Cohort Is More Likely to Give Themselves Allowance, Hide Money
Millennials -- wary of amassing debt and overdrafting their accounts -- think about budgeting differently than previous generations and are turning to tools, like prepaid cards, to manage their spending.
The cohort is more likely than the general population to give themselves an allowance, for example, or hide cash from themselves to avoid overspending, on top of more common savings techniques like using coupons and shopping at discount stores, according to a study by TD Bank that surveyed 1,300 people from various age groups.
"Millennials have different financial needs than other consumer bases," said Tami Farrow, senior VP-head of retail deposit payments at TD Bank. "The younger you are, the more the likelihood that you have emerging financial needs that require a different set of tools."
The shift, in part, is driving more millennials to use prepaid cards. According to the study, 56% of millennials surveyed said the ability to track spending is one of the main benefits of reloadable prepaid cards, as opposed to 46% of people overall.

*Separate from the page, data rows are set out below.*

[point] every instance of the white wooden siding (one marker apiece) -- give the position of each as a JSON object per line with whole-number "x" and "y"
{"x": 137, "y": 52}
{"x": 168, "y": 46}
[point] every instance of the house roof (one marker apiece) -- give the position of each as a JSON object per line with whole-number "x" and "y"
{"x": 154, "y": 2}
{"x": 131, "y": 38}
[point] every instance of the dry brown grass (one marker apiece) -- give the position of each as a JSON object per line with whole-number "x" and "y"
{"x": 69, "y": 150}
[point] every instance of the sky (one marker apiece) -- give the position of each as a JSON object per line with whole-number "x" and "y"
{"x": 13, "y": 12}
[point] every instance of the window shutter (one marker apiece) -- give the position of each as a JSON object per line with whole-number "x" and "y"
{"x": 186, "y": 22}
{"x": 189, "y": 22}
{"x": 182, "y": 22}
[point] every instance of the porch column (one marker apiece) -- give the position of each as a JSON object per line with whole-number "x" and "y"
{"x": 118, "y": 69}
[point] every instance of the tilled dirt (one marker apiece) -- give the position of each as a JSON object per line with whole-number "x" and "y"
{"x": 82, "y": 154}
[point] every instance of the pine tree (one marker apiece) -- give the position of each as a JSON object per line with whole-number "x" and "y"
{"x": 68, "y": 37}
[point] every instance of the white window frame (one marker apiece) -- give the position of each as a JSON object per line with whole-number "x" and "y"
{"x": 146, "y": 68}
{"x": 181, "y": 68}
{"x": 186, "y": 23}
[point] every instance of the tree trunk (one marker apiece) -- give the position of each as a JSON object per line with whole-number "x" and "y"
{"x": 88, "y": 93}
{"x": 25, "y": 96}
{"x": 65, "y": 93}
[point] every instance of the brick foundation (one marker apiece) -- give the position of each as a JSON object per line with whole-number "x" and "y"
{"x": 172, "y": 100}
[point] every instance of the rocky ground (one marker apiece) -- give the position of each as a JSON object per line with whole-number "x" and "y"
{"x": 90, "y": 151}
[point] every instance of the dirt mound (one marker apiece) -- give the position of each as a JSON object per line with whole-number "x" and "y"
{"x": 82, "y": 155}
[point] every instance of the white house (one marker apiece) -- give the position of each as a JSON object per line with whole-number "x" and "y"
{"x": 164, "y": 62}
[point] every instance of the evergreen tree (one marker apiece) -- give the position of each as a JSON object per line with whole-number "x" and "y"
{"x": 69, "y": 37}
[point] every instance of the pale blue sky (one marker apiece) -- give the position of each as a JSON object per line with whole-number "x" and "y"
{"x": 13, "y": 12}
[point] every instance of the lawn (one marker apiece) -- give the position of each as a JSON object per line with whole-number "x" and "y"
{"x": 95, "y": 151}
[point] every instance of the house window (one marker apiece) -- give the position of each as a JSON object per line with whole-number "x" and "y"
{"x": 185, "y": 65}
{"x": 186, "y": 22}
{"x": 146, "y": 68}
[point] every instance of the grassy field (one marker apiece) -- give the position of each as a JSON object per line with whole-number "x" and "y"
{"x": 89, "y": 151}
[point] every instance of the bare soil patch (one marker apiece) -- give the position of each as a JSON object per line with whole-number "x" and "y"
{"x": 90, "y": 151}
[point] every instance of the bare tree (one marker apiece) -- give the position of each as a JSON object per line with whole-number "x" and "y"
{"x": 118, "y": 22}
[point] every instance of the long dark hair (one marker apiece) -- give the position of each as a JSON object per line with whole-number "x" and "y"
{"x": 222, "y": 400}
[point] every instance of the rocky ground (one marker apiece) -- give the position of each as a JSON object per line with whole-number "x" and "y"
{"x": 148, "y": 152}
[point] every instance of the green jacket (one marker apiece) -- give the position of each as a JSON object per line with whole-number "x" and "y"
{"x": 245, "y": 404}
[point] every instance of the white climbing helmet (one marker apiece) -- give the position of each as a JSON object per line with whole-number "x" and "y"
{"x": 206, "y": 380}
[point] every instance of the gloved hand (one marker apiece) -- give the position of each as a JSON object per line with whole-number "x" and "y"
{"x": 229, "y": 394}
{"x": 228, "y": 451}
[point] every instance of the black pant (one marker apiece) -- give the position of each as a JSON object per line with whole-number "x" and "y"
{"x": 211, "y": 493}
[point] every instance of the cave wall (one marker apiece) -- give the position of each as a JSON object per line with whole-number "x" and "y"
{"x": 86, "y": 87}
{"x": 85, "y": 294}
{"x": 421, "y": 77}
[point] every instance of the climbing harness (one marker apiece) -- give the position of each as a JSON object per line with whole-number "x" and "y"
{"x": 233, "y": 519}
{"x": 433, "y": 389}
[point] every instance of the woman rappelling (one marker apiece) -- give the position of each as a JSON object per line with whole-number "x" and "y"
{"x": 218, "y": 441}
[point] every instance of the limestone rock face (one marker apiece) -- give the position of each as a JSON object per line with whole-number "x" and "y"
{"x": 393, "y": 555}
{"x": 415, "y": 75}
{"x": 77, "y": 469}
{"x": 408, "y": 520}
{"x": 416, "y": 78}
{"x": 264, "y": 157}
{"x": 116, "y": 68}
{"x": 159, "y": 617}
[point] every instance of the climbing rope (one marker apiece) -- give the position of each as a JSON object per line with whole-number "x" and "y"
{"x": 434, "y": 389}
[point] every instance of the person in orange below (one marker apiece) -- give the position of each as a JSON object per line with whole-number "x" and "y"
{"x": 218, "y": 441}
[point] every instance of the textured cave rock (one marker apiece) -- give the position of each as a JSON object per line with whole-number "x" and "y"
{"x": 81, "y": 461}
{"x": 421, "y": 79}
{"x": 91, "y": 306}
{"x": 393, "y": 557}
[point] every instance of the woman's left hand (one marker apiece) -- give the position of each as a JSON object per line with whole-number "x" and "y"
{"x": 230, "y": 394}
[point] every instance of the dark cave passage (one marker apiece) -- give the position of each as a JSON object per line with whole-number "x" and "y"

The cohort also uses prepaid cards to shop and pay bills online more than other age groups, which speaks to the way the generation compartmentalizes their funds. For example, millennials are using prepaid cards solely for bills or as "fun money," Ms. Farrow said. "In the old days, it was putting cash in an envelope," she said. "Think of prepaid cards as electronic envelopes."
Millennials are taking prepaid cards mainstream and fueling innovation in the space from issuers like American Express and Visa. Forget the bank-branded gift cards from the CVS checkout aisle, often gifted from relatives to hard-to-shop-for teens. Like the generation they appeal to, prepaid cards are growing up. They're reloadable, more secure online, digital and mobile-friendly, and some even function like full-service bank accounts.
One-third of millennials either currently use or have used a reloadable prepaid card in the past two to three years compared with one-quarter of the general population, according to the study. And 60% of millennials would consider using one.
"We are now seeing the next evolution of prepaid," said Tony Chang, VP-U.S. product and client marketing at Visa, which has been in the prepaid space since 1994. "Prepaid is mainstreaming, and it provides such a great opportunity to be thinking about how prepaid services fit a diverse set of consumers."
AmEx, which broke into the prepaid space in 2011 with the digital banking product Serve, recently added tools that allow consumers to categorize their spending, set budgets and put aside money for a rainy day or upcoming expense. After it was relaunched 18 months ago, Serve began functioning like a full-fledged digital bank account with other features that appeal to millennials, like person-to-person payments, direct deposit and the ability to withdraw money from ATMs. Like other prepaid products, it doesn't require a credit check or minimum balance.
Serve customers, along with Bluebird, AmEx and Walmart's co-branded prepaid card, have loaded more than $7 billion in funds since fall 2012, representing 300% growth, according to AmEx. The company also said 54% of Serve users are under the age of 35.
Visa, which has a slew of co-branded prepaid cards in addition to its own offerings, is working to make online bill pay easier and help consumers better manage their money on mobile, according to Mr. Chang at Visa. In 2012, the company introduced a virtual prepaid account called Visa Mobile Prepaid where customers can check their accounts, transfer funds and deposit checks remotely, along with other services.
Prepaid cards, which are also used by parents to teach their children financial responsibility, allow issuers to connect with teens early on, whether they stick with prepaid, like their millennial siblings, or move on to credit or debit card products. "We are seeing it as not only an entry to staying with prepaid, but also as a door that opens to traditional banking products," said Mr. Chang.